Nicolas Sarkozy en a également profité pour tirer un bilan de la politique agricole menée pendant son mandat, rappelant son désir de « jeter les bases d’un nouveau modèle agricole », afin d’assurer la transparence dans les relations commerciales, la contractualisation obligatoire entre industriels et producteurs pour « un prix garanti » aux agriculteurs, et la valorisation des circuits courts. Il a d’ailleurs visité, dans la matinée du 17 janvier, la plateforme « Terroirs Ariège Pyrénées » qui livre des produits locaux aux cantines du département.
Zoom sur... Circuits courts: des initiatives saluées
Au centre de la venue présidentielle, la thématique des circuits courts, avec notamment la visite de la plateforme de distribution de produits locaux, Terroirs Ariège Pyrénées. L’ambition de ce projet ? Concrétiser l’introduction de produits locaux dans la restauration collective en créant une société coopérative d’intérêt collectif.
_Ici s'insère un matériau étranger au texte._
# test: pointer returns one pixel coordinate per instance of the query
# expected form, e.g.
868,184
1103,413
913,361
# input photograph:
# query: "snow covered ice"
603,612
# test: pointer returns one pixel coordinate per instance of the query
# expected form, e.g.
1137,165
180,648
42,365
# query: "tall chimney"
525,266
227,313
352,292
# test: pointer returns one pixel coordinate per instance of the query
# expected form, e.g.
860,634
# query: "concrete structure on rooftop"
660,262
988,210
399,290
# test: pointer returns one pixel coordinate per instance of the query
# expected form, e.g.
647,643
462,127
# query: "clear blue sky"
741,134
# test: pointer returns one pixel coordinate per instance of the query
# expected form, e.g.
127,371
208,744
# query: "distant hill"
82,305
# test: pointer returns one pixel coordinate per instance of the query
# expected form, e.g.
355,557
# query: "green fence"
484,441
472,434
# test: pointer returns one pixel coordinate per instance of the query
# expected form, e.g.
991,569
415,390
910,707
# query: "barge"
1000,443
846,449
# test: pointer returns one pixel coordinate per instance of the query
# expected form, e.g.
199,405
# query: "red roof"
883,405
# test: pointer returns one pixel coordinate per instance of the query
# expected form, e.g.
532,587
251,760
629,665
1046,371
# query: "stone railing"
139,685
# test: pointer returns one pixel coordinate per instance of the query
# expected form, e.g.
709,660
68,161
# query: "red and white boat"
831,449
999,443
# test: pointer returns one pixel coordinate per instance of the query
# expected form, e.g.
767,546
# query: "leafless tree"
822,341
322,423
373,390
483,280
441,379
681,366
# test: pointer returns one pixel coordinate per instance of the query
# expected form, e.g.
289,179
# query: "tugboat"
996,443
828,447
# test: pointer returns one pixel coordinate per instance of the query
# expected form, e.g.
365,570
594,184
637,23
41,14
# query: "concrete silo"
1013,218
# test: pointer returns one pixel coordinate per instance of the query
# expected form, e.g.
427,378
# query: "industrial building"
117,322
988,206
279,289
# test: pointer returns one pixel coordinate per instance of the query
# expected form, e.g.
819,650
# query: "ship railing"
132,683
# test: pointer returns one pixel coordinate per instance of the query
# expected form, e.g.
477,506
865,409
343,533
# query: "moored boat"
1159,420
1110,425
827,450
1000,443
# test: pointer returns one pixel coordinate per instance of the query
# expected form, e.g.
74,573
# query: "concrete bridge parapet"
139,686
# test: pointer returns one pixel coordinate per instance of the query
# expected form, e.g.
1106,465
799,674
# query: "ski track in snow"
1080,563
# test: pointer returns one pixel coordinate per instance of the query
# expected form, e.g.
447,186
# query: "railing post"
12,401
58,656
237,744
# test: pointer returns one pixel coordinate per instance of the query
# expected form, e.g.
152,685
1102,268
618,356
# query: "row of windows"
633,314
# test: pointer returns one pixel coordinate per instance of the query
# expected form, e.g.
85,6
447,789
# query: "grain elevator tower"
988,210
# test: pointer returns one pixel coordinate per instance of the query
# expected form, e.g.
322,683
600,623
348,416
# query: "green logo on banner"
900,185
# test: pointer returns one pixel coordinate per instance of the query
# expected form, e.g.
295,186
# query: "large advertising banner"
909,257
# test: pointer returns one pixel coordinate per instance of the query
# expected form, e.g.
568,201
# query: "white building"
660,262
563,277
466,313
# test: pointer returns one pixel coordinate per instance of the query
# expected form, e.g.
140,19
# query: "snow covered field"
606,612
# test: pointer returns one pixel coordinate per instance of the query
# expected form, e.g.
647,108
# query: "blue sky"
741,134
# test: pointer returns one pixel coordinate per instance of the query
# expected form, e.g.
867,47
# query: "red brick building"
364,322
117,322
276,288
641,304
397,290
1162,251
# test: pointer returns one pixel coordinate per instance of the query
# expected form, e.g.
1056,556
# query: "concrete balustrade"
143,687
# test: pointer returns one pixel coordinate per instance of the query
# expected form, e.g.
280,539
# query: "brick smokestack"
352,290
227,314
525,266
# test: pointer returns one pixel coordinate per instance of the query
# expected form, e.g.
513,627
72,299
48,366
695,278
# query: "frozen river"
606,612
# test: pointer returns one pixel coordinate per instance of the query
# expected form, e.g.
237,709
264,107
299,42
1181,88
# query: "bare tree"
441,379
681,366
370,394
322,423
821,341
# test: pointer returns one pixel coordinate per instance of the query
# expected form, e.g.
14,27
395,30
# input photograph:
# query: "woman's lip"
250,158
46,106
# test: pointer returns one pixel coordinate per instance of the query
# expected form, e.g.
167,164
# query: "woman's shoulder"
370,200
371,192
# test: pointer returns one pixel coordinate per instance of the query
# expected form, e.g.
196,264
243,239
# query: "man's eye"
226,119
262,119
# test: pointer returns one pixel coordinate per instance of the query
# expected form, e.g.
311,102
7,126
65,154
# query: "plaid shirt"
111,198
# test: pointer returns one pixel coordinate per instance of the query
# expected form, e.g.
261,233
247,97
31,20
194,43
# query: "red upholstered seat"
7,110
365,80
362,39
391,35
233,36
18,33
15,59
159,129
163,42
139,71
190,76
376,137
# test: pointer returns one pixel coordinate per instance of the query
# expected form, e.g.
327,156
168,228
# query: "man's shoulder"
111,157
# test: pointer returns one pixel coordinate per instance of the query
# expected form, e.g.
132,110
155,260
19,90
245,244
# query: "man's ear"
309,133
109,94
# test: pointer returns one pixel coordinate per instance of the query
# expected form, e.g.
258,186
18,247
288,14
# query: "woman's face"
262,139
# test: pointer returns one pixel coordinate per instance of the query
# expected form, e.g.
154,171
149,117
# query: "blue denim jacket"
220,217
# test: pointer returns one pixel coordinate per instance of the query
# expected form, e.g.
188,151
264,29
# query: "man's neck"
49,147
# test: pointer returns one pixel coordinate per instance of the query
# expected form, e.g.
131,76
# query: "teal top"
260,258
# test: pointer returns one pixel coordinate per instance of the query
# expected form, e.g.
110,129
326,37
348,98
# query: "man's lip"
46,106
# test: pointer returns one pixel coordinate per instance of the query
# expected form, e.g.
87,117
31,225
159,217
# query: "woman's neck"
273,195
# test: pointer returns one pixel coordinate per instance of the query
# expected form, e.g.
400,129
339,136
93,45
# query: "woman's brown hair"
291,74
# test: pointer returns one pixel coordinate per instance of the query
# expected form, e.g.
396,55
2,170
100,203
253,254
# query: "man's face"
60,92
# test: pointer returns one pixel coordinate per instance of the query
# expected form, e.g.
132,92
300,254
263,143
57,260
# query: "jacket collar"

La structure soutient ainsi directement l’économie locale et ouvre un débouché pour les agriculteurs du département de l’Ariège souffrant de handicaps de compétitivité en comparaison des grands bassins de production. Opérationnelle fin 2011, la plateforme engage en 2012 sa première année d’exploitation et regroupe près de 80 agriculteurs. À ce jour ,85 000 repas sont servis, l’objectif étant d’atteindre le potentiel existant de 3 millions par an. Lors de ses vœux, Nicolas Sarkozy a salué « l’initiative prise par la Chambre d’agriculture d’organiser l’approvisionnement du réseau des cantines scolaires, et d’une façon générale de la restauration collective, par les producteurs locaux. Cette action de mise en relation de la demande avec l’offre de produits doit être encouragée car, là encore, il faut rompre l’isolement des agriculteurs. Les circuits courts ouvrent par ailleurs des marchés très adaptés aux produits sous signe de qualité ou aux produits issus de l’agriculture biologique. »
Point de vue de Xavier Beulin, président de la FNSEA*
« La comparaison avec l’Allemagne est extrêmement significative »
«Nous sommes aujourd’hui confrontés à une situation nouvelle : notre compétitivité se dégrade, non seulement à l’égard de pays émergents, mais surtout par rapport à des pays en tout point comparables au nôtre. Or, sur ce sujet, les écarts en matière de coût du travail prennent une importance considérable.
La comparaison avec l’Allemagne est peut-être un peu trop à la mode et il convient d’être prudent sur des analyses souvent partielles. Mais elle est aussi extrêmement significative : entre 2000 et 2010, nos exportations ont baissé de 25 % alors que les exportations allemandes se sont maintenues.
Le déficit de notre balance commerciale va atteindre, en 2011, 75 milliards d’euros, alors que nos voisins allemands présenteront un excédent de 155 milliards d’euros.
Même si ce n’est pas la seule explication, la différence de coût du travail dans nos deux pays est incontestablement une des clés de ces évolutions. En 2000, le coût moyen horaire du travail en France était de 8 % inférieur à celui de l’Allemagne. En 2008, il dépassait de près de 10 % celui de l’Allemagne... Et cette différence est d’autant plus importante que l’emploi est peu qualifié.
Or, à ce jour, nous avons le sentiment que toute évolution de ce dossier semble figée au nom de l’histoire de notre système social. »
* Extrait de sa déclaration avant le Sommet pour l’emploi.